FIG. 4 is a sectional view taken along the line AA of FIG. 2, showing the most retarded state of the variable valve timing mechanism;

FIG. 5 is an explanatory diagram showing a change in valve timing of an intake valve with respect to an exhaust valve;

FIG. 6 is an explanatory diagram showing valve timing characteristics according to the first embodiment;

FIG. 7 is an explanatory diagram showing a change in a valve overlap amount between an intake valve and an exhaust valve by the variable valve timing mechanism.

FIG. 8 is a front view of the crank rotor and the crank angle sensor according to the first embodiment;

FIG. 9 is a rear view of the intake cam pulley;

FIG. 10 is a front view of the cam rotor and the cam position sensor according to the first embodiment;

FIG. 11 is a time chart showing a relationship among a crank pulse, a cylinder discrimination pulse, and a cam position pulse according to the first embodiment;

FIG. 12 is a circuit diagram of the electronic control system according to the first embodiment;

FIG. 13 is a flowchart showing a variable valve timing control routine according to the second embodiment;

FIG. 14 is an explanatory diagram of a control map for giving a shift pattern to the automatic transmission.
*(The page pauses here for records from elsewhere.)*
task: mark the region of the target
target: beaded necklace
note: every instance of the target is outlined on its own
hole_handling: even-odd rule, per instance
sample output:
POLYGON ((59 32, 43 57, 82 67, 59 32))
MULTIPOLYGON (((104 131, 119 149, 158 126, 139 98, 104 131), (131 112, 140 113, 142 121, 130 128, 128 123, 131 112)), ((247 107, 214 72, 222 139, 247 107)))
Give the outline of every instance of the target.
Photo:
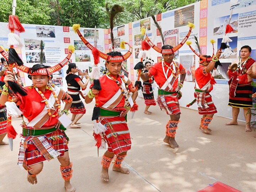
MULTIPOLYGON (((122 94, 123 94, 123 95, 124 99, 126 101, 128 101, 128 99, 127 98, 127 97, 126 97, 126 94, 124 92, 124 91, 123 89, 123 88, 122 87, 122 85, 121 85, 121 84, 120 83, 120 82, 118 81, 112 75, 111 75, 110 74, 108 75, 111 78, 111 79, 112 79, 113 81, 114 81, 116 84, 117 84, 117 85, 119 87, 119 88, 120 88, 120 90, 121 90, 121 92, 122 92, 122 94)), ((124 79, 123 78, 122 78, 121 76, 120 76, 120 78, 121 79, 123 80, 123 81, 124 83, 124 84, 125 85, 126 88, 126 90, 127 90, 128 94, 127 95, 130 95, 130 91, 129 90, 129 89, 128 87, 128 85, 127 84, 127 82, 124 80, 124 79)))
MULTIPOLYGON (((167 68, 168 68, 169 69, 171 70, 171 71, 172 72, 172 76, 174 77, 174 78, 176 78, 178 76, 178 74, 180 73, 180 69, 178 67, 178 66, 177 65, 175 62, 174 62, 174 61, 172 61, 172 62, 173 63, 173 64, 174 64, 174 65, 175 66, 175 67, 176 67, 178 69, 178 72, 176 74, 176 75, 175 75, 175 72, 174 71, 173 69, 172 69, 170 66, 169 66, 168 65, 167 65, 166 63, 165 63, 165 62, 164 62, 164 65, 165 65, 167 68)), ((166 74, 167 75, 167 74, 166 74)))
POLYGON ((45 104, 46 105, 46 108, 45 109, 47 110, 47 111, 48 112, 48 115, 49 116, 51 116, 52 117, 55 117, 58 116, 59 113, 60 112, 60 103, 59 101, 59 99, 58 98, 58 96, 56 94, 55 92, 54 91, 53 89, 51 87, 50 85, 47 85, 46 86, 46 89, 49 89, 49 90, 52 91, 52 93, 53 96, 53 97, 55 98, 55 101, 56 101, 57 103, 57 105, 55 105, 55 106, 58 106, 58 112, 57 112, 55 114, 52 114, 52 113, 51 113, 50 112, 50 108, 49 107, 48 100, 46 99, 46 98, 44 96, 44 95, 41 91, 38 90, 38 88, 36 87, 35 88, 36 90, 37 91, 37 92, 38 92, 38 93, 40 94, 40 95, 41 95, 41 96, 42 96, 43 99, 43 100, 41 102, 44 102, 44 103, 45 103, 45 104))

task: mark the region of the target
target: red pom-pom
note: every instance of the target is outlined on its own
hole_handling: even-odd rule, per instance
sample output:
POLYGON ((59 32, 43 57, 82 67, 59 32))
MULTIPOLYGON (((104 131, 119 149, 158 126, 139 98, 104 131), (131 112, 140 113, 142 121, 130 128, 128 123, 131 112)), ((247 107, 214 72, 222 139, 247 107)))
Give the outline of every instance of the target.
POLYGON ((130 111, 132 112, 136 111, 138 111, 138 108, 139 106, 138 105, 136 104, 135 102, 134 102, 134 103, 133 104, 133 105, 132 107, 131 107, 130 111))
POLYGON ((18 17, 16 15, 10 15, 9 16, 9 23, 7 27, 10 30, 16 30, 20 33, 25 32, 25 29, 20 23, 18 17))
POLYGON ((95 146, 97 146, 98 149, 101 145, 101 136, 100 134, 95 134, 95 133, 94 134, 94 139, 97 142, 95 144, 95 146))
POLYGON ((226 31, 225 32, 225 33, 226 34, 227 33, 230 33, 233 31, 234 30, 234 29, 233 28, 231 27, 231 26, 229 25, 229 24, 227 25, 226 27, 226 31))
POLYGON ((92 50, 92 53, 94 59, 94 64, 97 65, 100 63, 100 52, 98 49, 94 48, 92 50))
POLYGON ((238 83, 239 84, 245 85, 247 84, 248 83, 248 78, 247 77, 247 73, 239 76, 238 78, 239 80, 239 81, 238 81, 238 83))
POLYGON ((144 39, 142 43, 142 50, 148 50, 151 48, 151 46, 149 44, 148 42, 144 39))
POLYGON ((14 128, 11 124, 7 124, 6 126, 6 129, 7 129, 7 137, 8 138, 11 138, 14 139, 17 135, 17 132, 15 130, 14 128))
POLYGON ((215 81, 215 80, 213 77, 211 78, 211 79, 210 81, 210 84, 211 85, 215 85, 216 84, 216 82, 215 81))

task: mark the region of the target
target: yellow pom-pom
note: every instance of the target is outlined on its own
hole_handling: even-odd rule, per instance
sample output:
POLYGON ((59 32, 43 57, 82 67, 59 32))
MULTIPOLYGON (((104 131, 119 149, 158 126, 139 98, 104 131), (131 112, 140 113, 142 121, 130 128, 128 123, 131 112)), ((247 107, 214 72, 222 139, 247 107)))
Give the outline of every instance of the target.
POLYGON ((122 41, 120 43, 120 48, 122 49, 125 49, 125 44, 126 43, 125 41, 122 41))
POLYGON ((68 49, 69 50, 71 50, 72 53, 73 53, 75 51, 75 47, 73 46, 70 45, 69 46, 68 49))
POLYGON ((212 43, 212 44, 213 44, 214 43, 216 43, 216 41, 215 41, 213 39, 211 39, 211 40, 210 41, 210 42, 211 43, 212 43))
POLYGON ((73 29, 75 33, 77 33, 77 31, 79 30, 79 28, 80 28, 80 24, 74 24, 73 25, 73 29))
POLYGON ((146 29, 145 28, 142 28, 140 29, 140 32, 142 35, 144 35, 146 33, 146 29))
POLYGON ((194 28, 194 23, 192 23, 189 21, 188 22, 188 24, 187 26, 190 28, 192 28, 192 29, 194 28))
POLYGON ((186 42, 186 43, 187 43, 187 45, 190 46, 192 44, 192 42, 191 42, 190 41, 187 41, 187 42, 186 42))

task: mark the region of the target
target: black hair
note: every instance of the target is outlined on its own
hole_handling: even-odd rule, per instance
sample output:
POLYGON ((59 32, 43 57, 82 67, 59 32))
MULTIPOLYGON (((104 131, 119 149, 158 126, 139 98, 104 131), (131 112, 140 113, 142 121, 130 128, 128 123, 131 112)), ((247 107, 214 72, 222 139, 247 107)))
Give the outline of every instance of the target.
POLYGON ((68 66, 69 67, 68 68, 66 71, 66 73, 67 74, 68 74, 70 72, 71 72, 71 69, 74 69, 74 68, 75 69, 76 68, 76 64, 74 63, 69 63, 68 66))
POLYGON ((170 45, 165 45, 162 47, 162 49, 170 49, 173 48, 173 47, 170 45))
MULTIPOLYGON (((210 58, 211 57, 210 55, 203 55, 203 57, 206 57, 206 58, 210 58)), ((200 58, 200 60, 202 61, 203 59, 202 59, 200 58)))
MULTIPOLYGON (((41 64, 36 64, 35 65, 34 65, 32 67, 30 68, 28 73, 33 73, 40 69, 47 69, 48 68, 50 68, 50 66, 49 66, 49 65, 42 65, 41 64)), ((52 76, 51 75, 48 74, 48 76, 52 76)), ((30 79, 32 79, 32 77, 31 75, 28 74, 28 77, 30 79)))
POLYGON ((240 50, 241 50, 242 49, 248 49, 249 50, 249 52, 251 53, 251 48, 249 46, 244 46, 241 47, 240 50))

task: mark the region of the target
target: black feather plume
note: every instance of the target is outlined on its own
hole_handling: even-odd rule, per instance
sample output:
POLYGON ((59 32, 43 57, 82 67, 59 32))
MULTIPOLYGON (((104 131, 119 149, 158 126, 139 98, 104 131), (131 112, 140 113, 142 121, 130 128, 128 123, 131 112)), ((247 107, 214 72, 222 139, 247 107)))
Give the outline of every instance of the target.
POLYGON ((136 64, 136 65, 134 66, 134 69, 137 70, 137 69, 142 69, 145 67, 145 66, 143 64, 143 63, 142 62, 139 62, 137 64, 136 64))
POLYGON ((195 35, 194 36, 194 37, 195 40, 196 40, 196 44, 197 46, 197 49, 198 50, 199 53, 200 54, 200 55, 202 55, 202 50, 201 50, 201 48, 200 48, 200 46, 199 45, 199 43, 198 43, 198 40, 197 40, 197 37, 195 35))
POLYGON ((18 65, 21 66, 23 65, 23 62, 18 55, 15 50, 13 48, 9 49, 9 63, 16 63, 18 65))

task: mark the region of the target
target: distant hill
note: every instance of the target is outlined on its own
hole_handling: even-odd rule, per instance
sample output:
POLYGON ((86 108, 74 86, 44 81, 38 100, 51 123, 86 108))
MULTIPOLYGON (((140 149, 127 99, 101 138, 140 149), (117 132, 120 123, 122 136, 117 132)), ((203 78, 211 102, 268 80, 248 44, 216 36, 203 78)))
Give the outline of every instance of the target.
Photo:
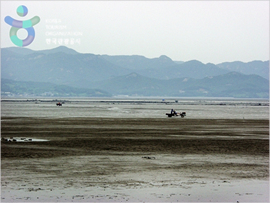
POLYGON ((236 71, 243 74, 256 74, 269 80, 269 61, 241 61, 225 62, 217 64, 219 68, 229 71, 236 71))
POLYGON ((137 73, 96 82, 94 87, 114 95, 268 98, 269 81, 257 75, 230 72, 203 79, 159 80, 137 73))
POLYGON ((2 96, 44 96, 44 97, 110 97, 99 89, 74 88, 42 82, 21 82, 1 79, 2 96))
MULTIPOLYGON (((13 84, 42 82, 49 89, 45 83, 65 85, 72 94, 80 90, 71 87, 97 88, 114 95, 266 98, 269 61, 215 65, 197 60, 175 62, 164 55, 149 59, 138 55, 82 54, 64 46, 40 51, 12 47, 1 49, 1 78, 4 82, 13 80, 13 84)), ((19 85, 15 87, 21 91, 19 85)), ((33 89, 30 84, 26 87, 33 89)), ((29 92, 27 88, 24 90, 29 92)))

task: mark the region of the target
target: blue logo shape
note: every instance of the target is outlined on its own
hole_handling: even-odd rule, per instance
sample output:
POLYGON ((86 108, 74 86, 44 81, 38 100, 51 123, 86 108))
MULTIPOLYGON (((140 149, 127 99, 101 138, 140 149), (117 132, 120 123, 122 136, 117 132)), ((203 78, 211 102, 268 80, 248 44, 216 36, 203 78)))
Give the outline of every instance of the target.
MULTIPOLYGON (((28 13, 28 9, 26 6, 19 6, 17 8, 17 14, 21 17, 26 16, 28 13)), ((35 16, 31 18, 30 20, 15 20, 10 16, 5 17, 5 22, 11 26, 9 36, 13 44, 17 45, 18 47, 25 47, 31 44, 35 38, 35 30, 33 28, 34 25, 38 24, 40 21, 40 18, 38 16, 35 16), (19 29, 25 29, 28 33, 28 36, 24 39, 21 40, 17 36, 17 32, 19 29)))

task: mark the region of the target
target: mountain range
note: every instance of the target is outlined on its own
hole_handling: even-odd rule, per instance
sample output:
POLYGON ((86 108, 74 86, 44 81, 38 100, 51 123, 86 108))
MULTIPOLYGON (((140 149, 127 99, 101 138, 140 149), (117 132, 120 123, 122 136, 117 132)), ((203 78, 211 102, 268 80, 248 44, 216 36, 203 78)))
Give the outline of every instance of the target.
POLYGON ((83 54, 64 46, 41 51, 2 48, 1 78, 2 93, 16 94, 22 93, 22 82, 25 93, 33 95, 269 97, 269 61, 203 64, 164 55, 83 54), (63 94, 58 94, 59 85, 63 94))

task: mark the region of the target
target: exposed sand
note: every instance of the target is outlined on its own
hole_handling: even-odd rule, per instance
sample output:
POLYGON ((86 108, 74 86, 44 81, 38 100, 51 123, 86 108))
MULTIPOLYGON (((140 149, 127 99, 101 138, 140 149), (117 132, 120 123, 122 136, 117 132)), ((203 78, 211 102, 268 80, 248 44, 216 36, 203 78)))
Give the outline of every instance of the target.
POLYGON ((268 202, 269 120, 2 117, 3 202, 268 202))

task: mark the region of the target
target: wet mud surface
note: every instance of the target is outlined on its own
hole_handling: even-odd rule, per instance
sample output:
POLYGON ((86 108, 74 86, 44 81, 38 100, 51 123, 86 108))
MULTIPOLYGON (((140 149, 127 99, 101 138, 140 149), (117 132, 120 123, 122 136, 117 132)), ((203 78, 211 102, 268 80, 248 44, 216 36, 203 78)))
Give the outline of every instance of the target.
POLYGON ((2 117, 2 201, 267 202, 269 120, 2 117), (229 194, 229 195, 228 195, 229 194))

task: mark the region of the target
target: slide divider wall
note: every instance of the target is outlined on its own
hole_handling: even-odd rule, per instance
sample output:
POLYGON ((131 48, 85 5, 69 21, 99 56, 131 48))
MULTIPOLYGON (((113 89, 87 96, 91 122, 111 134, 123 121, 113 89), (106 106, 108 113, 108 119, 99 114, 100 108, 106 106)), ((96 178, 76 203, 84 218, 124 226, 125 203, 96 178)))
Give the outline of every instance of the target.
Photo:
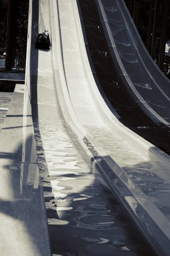
MULTIPOLYGON (((71 0, 74 8, 76 1, 71 0)), ((158 255, 169 252, 170 223, 161 212, 88 134, 79 122, 69 96, 62 63, 58 1, 50 1, 56 96, 60 116, 75 145, 92 172, 100 173, 133 223, 158 255), (160 239, 160 238, 161 239, 160 239)), ((77 12, 77 10, 75 10, 77 12)), ((80 21, 79 21, 80 22, 80 21)))

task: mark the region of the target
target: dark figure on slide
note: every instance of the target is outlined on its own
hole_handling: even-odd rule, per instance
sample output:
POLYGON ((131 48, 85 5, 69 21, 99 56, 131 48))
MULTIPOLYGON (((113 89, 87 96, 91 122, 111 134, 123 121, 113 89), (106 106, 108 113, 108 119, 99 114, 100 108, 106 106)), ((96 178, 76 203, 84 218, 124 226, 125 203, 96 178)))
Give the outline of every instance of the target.
POLYGON ((35 44, 35 47, 39 49, 49 49, 51 46, 49 33, 44 30, 38 35, 35 44))

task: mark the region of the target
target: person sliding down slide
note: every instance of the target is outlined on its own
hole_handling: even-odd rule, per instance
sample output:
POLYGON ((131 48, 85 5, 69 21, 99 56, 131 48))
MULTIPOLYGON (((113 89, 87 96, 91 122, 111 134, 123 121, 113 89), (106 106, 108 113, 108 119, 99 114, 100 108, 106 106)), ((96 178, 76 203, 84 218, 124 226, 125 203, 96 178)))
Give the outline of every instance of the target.
POLYGON ((50 46, 48 32, 45 30, 42 33, 38 35, 35 43, 35 48, 48 50, 50 46))

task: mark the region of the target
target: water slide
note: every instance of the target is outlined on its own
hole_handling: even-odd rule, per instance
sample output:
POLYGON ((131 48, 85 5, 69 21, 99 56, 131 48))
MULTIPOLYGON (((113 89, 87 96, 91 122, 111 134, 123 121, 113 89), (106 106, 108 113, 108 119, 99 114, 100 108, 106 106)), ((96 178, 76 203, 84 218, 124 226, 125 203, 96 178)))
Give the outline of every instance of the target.
POLYGON ((102 98, 78 1, 30 2, 26 83, 52 253, 168 255, 169 156, 102 98), (49 51, 34 47, 45 29, 49 51))
MULTIPOLYGON (((144 137, 156 145, 169 151, 170 81, 148 54, 123 0, 91 2, 80 0, 80 2, 86 3, 87 7, 95 3, 97 8, 97 12, 96 10, 93 12, 93 18, 95 20, 95 13, 100 22, 106 41, 105 50, 108 52, 105 62, 107 58, 108 62, 108 59, 110 61, 109 67, 106 63, 105 68, 112 73, 111 81, 108 76, 107 81, 102 83, 105 82, 103 87, 107 96, 110 96, 114 91, 114 96, 108 97, 119 118, 130 122, 130 126, 138 134, 143 132, 144 137), (119 99, 120 94, 121 99, 119 99)), ((85 16, 89 14, 84 14, 85 16)), ((90 15, 93 16, 91 13, 90 15)), ((88 40, 93 40, 94 43, 94 38, 90 36, 91 29, 88 27, 90 24, 87 22, 86 25, 88 40)), ((99 29, 94 29, 93 32, 94 38, 101 35, 99 29)), ((99 62, 101 59, 95 55, 95 52, 96 47, 99 51, 104 51, 101 38, 98 44, 96 40, 96 45, 91 43, 92 58, 96 62, 99 62)))

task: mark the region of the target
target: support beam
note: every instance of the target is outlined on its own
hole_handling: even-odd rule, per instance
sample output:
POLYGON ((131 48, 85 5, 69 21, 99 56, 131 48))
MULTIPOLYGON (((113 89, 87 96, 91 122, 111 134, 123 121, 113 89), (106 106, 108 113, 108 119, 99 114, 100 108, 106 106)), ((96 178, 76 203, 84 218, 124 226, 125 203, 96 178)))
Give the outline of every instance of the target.
POLYGON ((8 0, 5 70, 11 70, 15 44, 18 1, 8 0))
POLYGON ((151 54, 152 46, 152 37, 153 22, 154 20, 154 6, 155 0, 151 0, 150 8, 150 15, 149 16, 148 32, 147 34, 147 49, 149 53, 151 54))
POLYGON ((162 12, 162 18, 161 21, 160 29, 160 44, 158 64, 159 68, 162 71, 164 71, 164 62, 170 6, 170 0, 164 0, 163 1, 162 12))
POLYGON ((133 20, 137 29, 139 28, 140 15, 140 0, 135 0, 133 7, 133 20))
POLYGON ((155 7, 155 14, 153 22, 153 32, 152 33, 151 56, 155 61, 156 50, 156 36, 158 28, 158 23, 160 17, 161 0, 156 0, 155 7))

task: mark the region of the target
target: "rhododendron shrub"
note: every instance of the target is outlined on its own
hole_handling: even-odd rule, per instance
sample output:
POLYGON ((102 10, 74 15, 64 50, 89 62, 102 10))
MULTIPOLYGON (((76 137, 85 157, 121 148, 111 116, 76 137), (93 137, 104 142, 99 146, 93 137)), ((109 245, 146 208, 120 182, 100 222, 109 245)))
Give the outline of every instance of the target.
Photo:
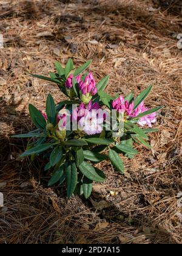
POLYGON ((88 198, 93 182, 106 180, 95 166, 101 161, 110 160, 116 171, 124 174, 120 154, 132 158, 138 153, 136 144, 150 148, 147 133, 157 130, 152 126, 161 107, 149 108, 144 103, 152 85, 136 98, 133 93, 113 97, 104 91, 109 76, 96 82, 93 74, 86 71, 90 63, 75 69, 70 59, 65 68, 56 62, 56 72, 50 77, 32 74, 56 84, 68 99, 55 104, 49 94, 45 110, 29 104, 36 130, 13 136, 32 137, 21 157, 47 159, 44 171, 51 174, 48 185, 65 182, 69 198, 73 194, 88 198))

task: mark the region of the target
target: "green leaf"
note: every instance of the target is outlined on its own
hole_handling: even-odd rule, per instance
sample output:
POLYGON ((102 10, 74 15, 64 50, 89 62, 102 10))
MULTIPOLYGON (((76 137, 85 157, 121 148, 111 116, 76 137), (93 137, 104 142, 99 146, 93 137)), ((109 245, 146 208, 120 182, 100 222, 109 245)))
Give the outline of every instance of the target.
POLYGON ((56 124, 57 116, 56 105, 50 94, 49 94, 46 101, 46 113, 49 122, 56 124))
POLYGON ((124 174, 124 165, 120 155, 112 149, 109 151, 109 157, 112 165, 120 172, 124 174))
POLYGON ((83 64, 82 66, 76 68, 73 73, 73 76, 76 76, 79 74, 82 73, 84 70, 86 70, 92 63, 92 60, 88 60, 86 63, 83 64))
POLYGON ((79 89, 78 86, 78 82, 74 77, 72 78, 72 84, 75 95, 76 97, 78 97, 79 95, 79 89))
POLYGON ((96 146, 96 147, 93 148, 93 150, 94 151, 94 152, 96 152, 97 153, 99 153, 99 152, 103 151, 107 147, 107 145, 96 146))
POLYGON ((83 180, 83 190, 84 197, 87 199, 89 197, 92 191, 92 180, 84 176, 83 180))
POLYGON ((42 136, 46 136, 44 133, 40 133, 39 132, 30 132, 29 133, 22 133, 22 134, 16 134, 15 135, 12 135, 12 138, 29 138, 29 137, 41 137, 42 136))
POLYGON ((73 60, 72 59, 69 59, 66 65, 64 72, 65 72, 65 76, 66 78, 67 78, 68 75, 70 73, 72 70, 73 70, 74 68, 74 65, 73 63, 73 60))
POLYGON ((145 141, 142 138, 141 138, 140 136, 132 136, 133 139, 137 142, 139 143, 138 141, 142 143, 143 145, 144 145, 147 148, 149 148, 150 149, 152 149, 150 144, 147 143, 146 141, 145 141))
POLYGON ((64 165, 62 165, 56 169, 48 182, 48 186, 52 186, 55 184, 64 176, 64 165))
POLYGON ((150 93, 152 88, 152 85, 149 85, 146 89, 142 91, 141 93, 140 93, 139 95, 138 95, 137 97, 135 98, 134 100, 134 108, 135 109, 140 104, 140 103, 143 101, 145 98, 147 97, 148 94, 150 93))
POLYGON ((41 137, 36 141, 36 146, 41 145, 46 141, 47 137, 41 137))
POLYGON ((49 162, 48 163, 46 163, 46 165, 44 166, 44 171, 47 171, 49 170, 49 169, 50 169, 52 167, 51 164, 50 163, 50 162, 49 162))
POLYGON ((64 69, 62 67, 59 62, 56 61, 55 63, 56 69, 59 75, 62 76, 64 74, 64 69))
POLYGON ((62 149, 60 146, 57 146, 52 151, 50 155, 50 162, 52 166, 55 165, 61 160, 62 156, 62 149))
POLYGON ((27 155, 33 155, 33 154, 37 154, 38 153, 41 153, 41 152, 49 149, 52 146, 52 143, 42 144, 42 145, 36 146, 35 147, 25 151, 20 155, 20 157, 27 157, 27 155))
POLYGON ((157 110, 161 109, 162 107, 163 107, 163 106, 157 107, 154 108, 149 109, 149 110, 145 111, 144 112, 141 113, 140 114, 138 115, 137 116, 132 118, 132 120, 140 118, 143 116, 146 116, 147 115, 149 115, 149 114, 151 114, 152 113, 156 112, 157 110))
POLYGON ((85 176, 92 180, 102 182, 106 179, 104 174, 101 171, 99 170, 99 171, 86 161, 81 163, 79 169, 85 176))
POLYGON ((124 152, 125 153, 127 154, 138 154, 138 152, 137 150, 133 149, 132 147, 130 147, 127 145, 124 145, 120 144, 120 145, 115 146, 117 149, 118 149, 120 151, 124 152))
POLYGON ((109 79, 109 76, 107 75, 105 77, 103 77, 96 85, 98 91, 104 91, 109 79))
POLYGON ((76 164, 78 167, 84 160, 84 156, 83 154, 83 150, 82 148, 80 148, 76 151, 76 164))
POLYGON ((32 120, 35 126, 41 130, 46 129, 47 123, 41 112, 32 104, 29 105, 29 109, 32 120))
POLYGON ((111 96, 101 90, 98 91, 97 93, 99 96, 100 101, 109 108, 110 108, 110 101, 112 100, 111 96))
POLYGON ((52 82, 56 84, 61 84, 61 81, 58 79, 50 78, 50 77, 47 77, 46 76, 36 75, 34 74, 30 74, 35 77, 39 78, 40 79, 46 80, 46 81, 52 82))
POLYGON ((83 152, 84 158, 92 162, 96 162, 98 163, 106 160, 108 158, 106 155, 102 155, 101 154, 90 151, 90 150, 84 150, 83 152))
POLYGON ((133 99, 133 93, 130 93, 130 94, 129 94, 128 95, 127 95, 127 96, 125 97, 124 100, 125 101, 127 101, 129 103, 131 103, 133 99))
POLYGON ((138 134, 138 135, 141 136, 142 138, 145 138, 146 140, 148 140, 148 137, 146 135, 146 133, 143 131, 143 130, 139 128, 136 124, 133 124, 130 122, 124 122, 124 128, 128 129, 129 131, 133 132, 135 133, 138 134))
POLYGON ((77 170, 76 165, 74 162, 70 162, 66 166, 65 169, 65 174, 67 182, 67 196, 70 198, 74 192, 77 184, 77 170))
POLYGON ((79 140, 69 140, 67 141, 64 142, 64 143, 65 145, 67 146, 86 146, 88 143, 85 141, 85 140, 79 139, 79 140))
POLYGON ((101 145, 107 145, 111 143, 113 143, 115 141, 114 140, 110 139, 110 138, 90 138, 87 139, 85 139, 85 140, 89 143, 92 144, 99 144, 101 145))
POLYGON ((60 186, 62 183, 65 179, 66 179, 66 176, 65 175, 64 175, 64 174, 62 174, 62 176, 61 177, 61 178, 59 180, 59 186, 60 186))

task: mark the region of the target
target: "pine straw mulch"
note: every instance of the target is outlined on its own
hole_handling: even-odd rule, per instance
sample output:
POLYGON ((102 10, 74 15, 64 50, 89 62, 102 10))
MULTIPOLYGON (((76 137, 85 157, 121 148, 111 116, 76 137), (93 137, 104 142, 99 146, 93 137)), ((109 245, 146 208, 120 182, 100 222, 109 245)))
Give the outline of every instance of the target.
POLYGON ((181 243, 181 32, 180 1, 10 1, 0 4, 1 243, 181 243), (56 60, 93 59, 97 80, 110 75, 107 92, 135 94, 153 84, 147 104, 163 105, 152 151, 138 146, 123 157, 126 174, 98 164, 107 181, 90 199, 67 200, 46 187, 44 162, 19 160, 33 129, 28 103, 40 109, 56 86, 27 73, 47 74, 56 60))

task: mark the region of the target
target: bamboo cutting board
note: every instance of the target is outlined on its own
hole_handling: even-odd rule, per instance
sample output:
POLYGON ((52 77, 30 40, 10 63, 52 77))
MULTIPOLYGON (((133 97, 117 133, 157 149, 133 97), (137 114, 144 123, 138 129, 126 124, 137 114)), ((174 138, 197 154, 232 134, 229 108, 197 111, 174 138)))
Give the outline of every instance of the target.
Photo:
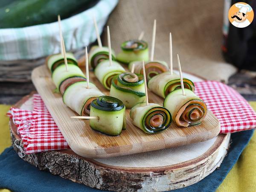
MULTIPOLYGON (((103 88, 92 71, 90 77, 100 90, 108 95, 109 92, 103 88)), ((119 136, 108 136, 92 130, 88 120, 70 118, 78 115, 63 103, 60 94, 53 93, 55 87, 46 66, 35 69, 32 79, 70 148, 82 157, 109 157, 169 148, 209 140, 220 132, 218 121, 208 111, 199 125, 180 128, 172 123, 166 131, 148 134, 132 125, 130 110, 126 110, 127 129, 123 130, 119 136)), ((150 92, 148 97, 149 102, 160 105, 163 103, 162 98, 150 92)))

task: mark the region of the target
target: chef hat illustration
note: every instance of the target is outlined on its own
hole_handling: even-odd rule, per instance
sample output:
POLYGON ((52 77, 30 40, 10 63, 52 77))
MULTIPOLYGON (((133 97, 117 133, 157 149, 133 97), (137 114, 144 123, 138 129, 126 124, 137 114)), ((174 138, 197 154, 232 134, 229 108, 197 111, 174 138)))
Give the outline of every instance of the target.
POLYGON ((236 7, 239 9, 239 12, 244 13, 246 14, 247 12, 250 12, 253 9, 249 5, 244 5, 242 3, 236 3, 235 6, 236 7))

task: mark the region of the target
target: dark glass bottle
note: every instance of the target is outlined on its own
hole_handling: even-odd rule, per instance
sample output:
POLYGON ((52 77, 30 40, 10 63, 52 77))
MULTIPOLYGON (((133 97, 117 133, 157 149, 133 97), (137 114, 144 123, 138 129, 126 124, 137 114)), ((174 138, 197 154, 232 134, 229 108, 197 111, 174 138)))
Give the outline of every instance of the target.
POLYGON ((225 0, 222 52, 226 61, 239 69, 256 71, 256 0, 243 1, 252 7, 254 13, 252 22, 243 28, 233 26, 228 18, 229 8, 239 2, 225 0))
FIG. 15 is an explanatory diagram of a lock-up clutch control area map according to the first embodiment;

FIG. 16 is a flowchart showing a variable valve timing control routine according to the second embodiment of the present invention.

[Explanation of symbols]

DESCRIPTION OF SYMBOLS 1 Engine with variable valve timing mechanism 27 Variable valve timing mechanism 60 Electronic control device for engine control (valve timing control means) 90 Electronic control device for transmission control (shift control means) 92 Lock-up clutch 93 Torque converter 94 Automatic transmission

Continued on the front page F term (reference) 3D041 AA53 AC09 AC15 AD02 AD04 AD05 AD09 AD18 AD35 AD41 AE00 AE03 AE07 AF01 AF07 3G018 AA08 AB07 AB11 AB17 BA33 CA18 3G092 AA01 AA05 AA11 AA15 DA01 DA02 DA09 DA12 DF04 DF09 EA09 EA05 EA17 EA28 EA29 EB02 EC01 EC05 FA04 FA09 GA05 GA06 GB09 HA01Z HA06Z HA13X HA13Z HB01X HB01Z HB02X HC05Z HC09X HD05Z HE01X HE01Z HE04Z HE05Z HE08Z HF12Z HF15Z HF25Z 3G0915 DA03 DA05 DA03 DA03 DA03 DA03 DA03 FB01 FB02

Claims (4)

[Claims] A control system for an engine equipped with a variable valve timing mechanism mounted on a vehicle having an automatic transmission, wherein the variable valve timing mechanism is controlled based on an engine operating state. And a valve timing control means for stopping the operation of the variable valve timing mechanism. 2. A torque converter having a lock-up clutch capable of mechanically connecting an input side and an output side is interposed between the engine and the automatic transmission. The variable valve timing mechanism according to claim 1, wherein the operation of the variable valve timing mechanism is stopped when the automatic transmission is shifting gears or at least one of when the lock-up clutch is switching. Engine control device. 3. A shift control means for controlling the automatic transmission and the lock-up clutch based on operating conditions of an engine and a vehicle, wherein the valve timing control means receives data from the shift control means. 3. The control device for an engine with a variable valve timing mechanism according to claim 2, wherein the operation of the variable valve timing mechanism is stopped for a predetermined time after the shift control data or the lockup clutch control data is switched. 4. The variable valve timing mechanism according to claim 1, wherein the valve timing control means prohibits updating of a target valve timing set based on an engine operating state and stops the operation of the variable valve timing mechanism. The control device for an engine with a variable valve timing mechanism according to claim 3.